IgorFrankensteen's photo
Sat 08/29/15 06:09 AM
I suffered a classic, common experience with this whole "change to please your partner" thing myself.

The woman I married, appeared to like or at least find acceptable, most of who and what I was. We dated for three years before marrying, in large part because from the beginning, she wasn't all that easy to deal with at all times, and neither was I.

After we were married, one by one, she began to demand that I stop enjoying my hobbies, stop spending my time on things which she previously claimed to enjoy as well, and even stopped enjoying the same kinds of intimacy we had had before.
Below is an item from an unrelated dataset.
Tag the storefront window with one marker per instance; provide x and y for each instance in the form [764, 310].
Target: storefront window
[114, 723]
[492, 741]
Always, the clarion call was for me to make changes for the sake of the marriage, to prove my love through sacrifice, and to prove my metal as a man, by adhering to her wishes. Eventually, I was quite literally pushed out of all but a few square feet of my own house, and my possessions were stored in the garage.

I myself was simply the last item of me which she concluded had to go, in order for her life to be as she always wanted it to be.

I learned the hard way that changing for the sake of your mate, is a very tricky business. I wont do it so readily ever again, even if that results in my remaining alone, because I know now that there's no point. It really is true, that a person can't buy love, in any way. And that certainly includes denying oneself, in hopes that they can "become" what the other desires.

no photo
Sat 08/29/15 06:16 AM
thanks igor. personally i think, though nothing stays the same and growth is change. that to knowingly change to meet someone else's expectations or for the sake of "THE" relation ship is just plain wrong.

TyphoonMk1b's photo
Sat 08/29/15 07:02 AM

TMommy's photo
Sat 08/29/15 07:06 AM
there is a huge difference between changing as a couple
or changing as you grow and mature


and changing because the one you are with is telling you to do it as some kind of proof of your love

no photo
Sat 08/29/15 08:21 AM
Change is a constant thing in this world. People change according to how they adapt to a situation or any experiences in life that affects their behavior on how to deal with reality. Every individual have their own way of coping up with any existing conditions , they may easily adapt and make adjustment, or tolerate things and others just don't have the capacity to endure a certain circumstance in in all aspects of life thus resulting to self destruction or ruining any relationships. Some are passive or apathetic, they just don't care , totally disconnected with their surroundings. So for a relationship to work out, both parties should have proper communication, understanding and acceptance of every individual's differences in behaviors and must have willingness to make a compromise or change in any way without force or control to make the relationship work out.

Get2nome1982's photo
Mon 08/31/15 02:42 AM
I feel this statement should be the main focus.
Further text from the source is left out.